For complex analysis of the code-base, sure, you may want to build an AST. For my part I have no interest in having that functionality in-process in the editor - I'd rather have that provided by an external service.

> For bracket pairing and quite a bit of analysis you can avoid it quite easily

How? You have a bracket `[` at start of 2GB file and the closing bracket `]` somewhere at end at end of the file.

Without analysis you can't tell where it is.

I think you're missing my point entirely. A 2GB file is exactly the kind of absurdly large file I wrote this about:

> The moment you're willing to set an arbitrary limit above which you're ok with dropping performance, you can go very simple the way you did.

and this:

> For my own part I'm fine with falling back to e.g. emacs the one time every few months I need do do something with an unusually large file.

Point being I have no interest in making my editor handle 2GB files, because I don't edit 2GB files. I may occasionally happen to want to look at a large log file or something, in which case I'm happy to use Emacs. Or grep.

To this you answered:

> You still can't avoid the performance penalty of a tree allocation for something like bracket pairing. Or AST analysis or any one of billion things people want from a code editor.

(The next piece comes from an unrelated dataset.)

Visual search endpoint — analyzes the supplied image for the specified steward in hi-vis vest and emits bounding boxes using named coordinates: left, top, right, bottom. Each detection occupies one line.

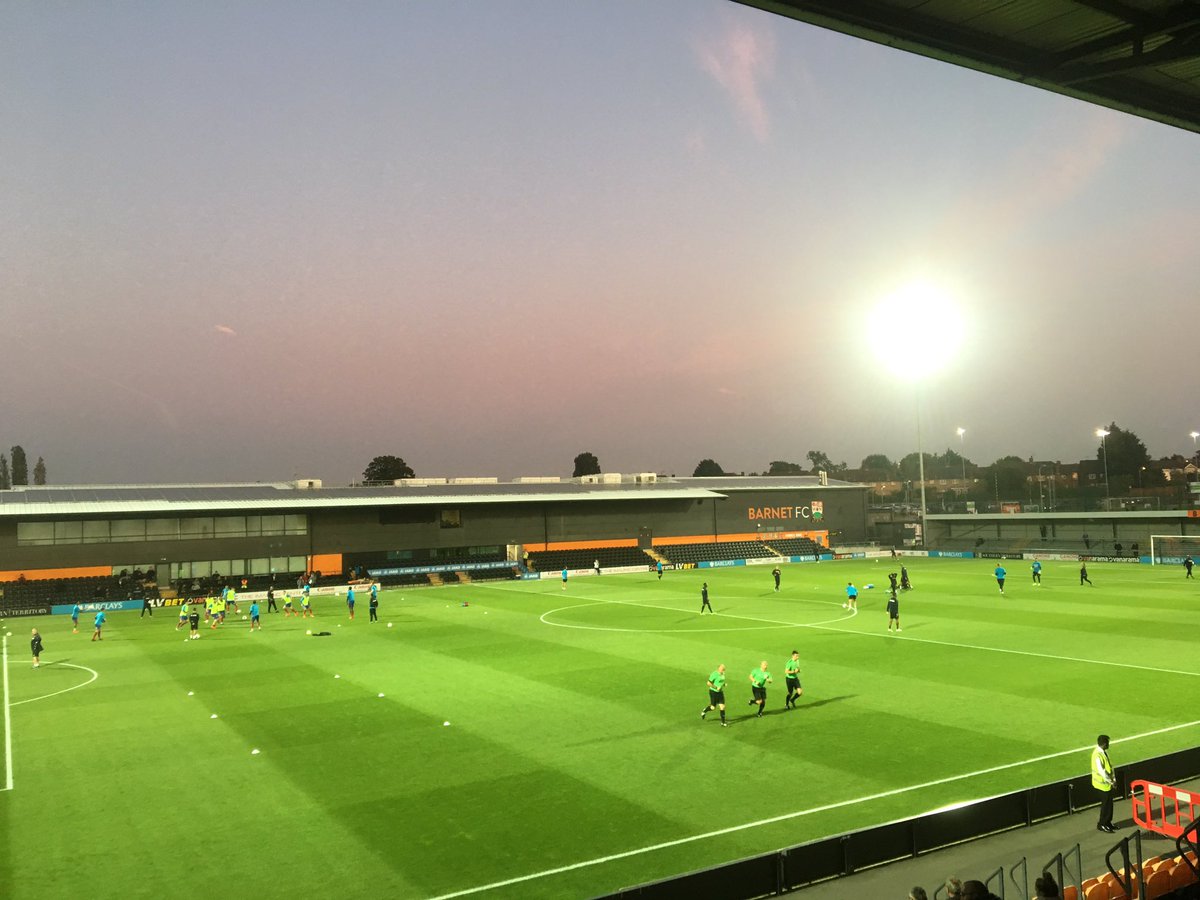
left=1091, top=734, right=1115, bottom=833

And at least for bracket pairing this is true if you want to apply it to 2GB files and want to be able to quickly find the closing token, but that was explicitly out of scope of what I'm talking about; I'd explicitly excluded large files from consideration in the comment you replied to.

For the types of files I'm interested in handling - up to tens of thousands of lines but beyond that I really don't care - just storing the parser state per line coupled with linearly scanning as needed is more than fast enough. Even in Ruby, which is what I'm using.

You'll note my objection was not to doing analysis, but to the need for keeping any more complex structure in sync over the data. My editor uses just a plain array of lines represented as strings.

It will break horribly on huge files.

That's perfectly fine.

The point of the comment you replied to was explicitly to argue that for some editors it'd be just fine to make the explicit design choice not to cater for extreme cases like that.

Of course I'm not arguing for all editors to do this. Then I wouldn't have anything to use on the rare cases I need it. I'm arguing for people to consider whether their editor need to able to handle all kinds of outliers; maybe it need to - Jetbrains probably do need their editor to for commercial reasons - maybe it doesn't; mine does not need to.

Instead I optimise for what makes it pleasant for me for my common case, and fall back to emacs the once every few months where I for some reason need to do something with an absurdly large file.

It's confusing you're replying to two different threads in this

> For my own part I'm fine with falling back > That's perfectly fine.

That's for you. I want to open a huge XML file and edit it with autocomplete.

I mean you could just say. I'm ok with Notepad. Ok. Sure. I'm not.

> My editor uses just a plain array of lines represented as strings.

Any naive approach is going to run into edge cases quickly[1]. Any more sophisticated approach is going to run into performance issues.

> It will break horribly on huge files.

I suspect it will break waaaay before that. Even using some language with greater complexity would cause issues.

[1] For example using regex to color syntax. Reasonably fast yes, but fails in any moderately complex scenario.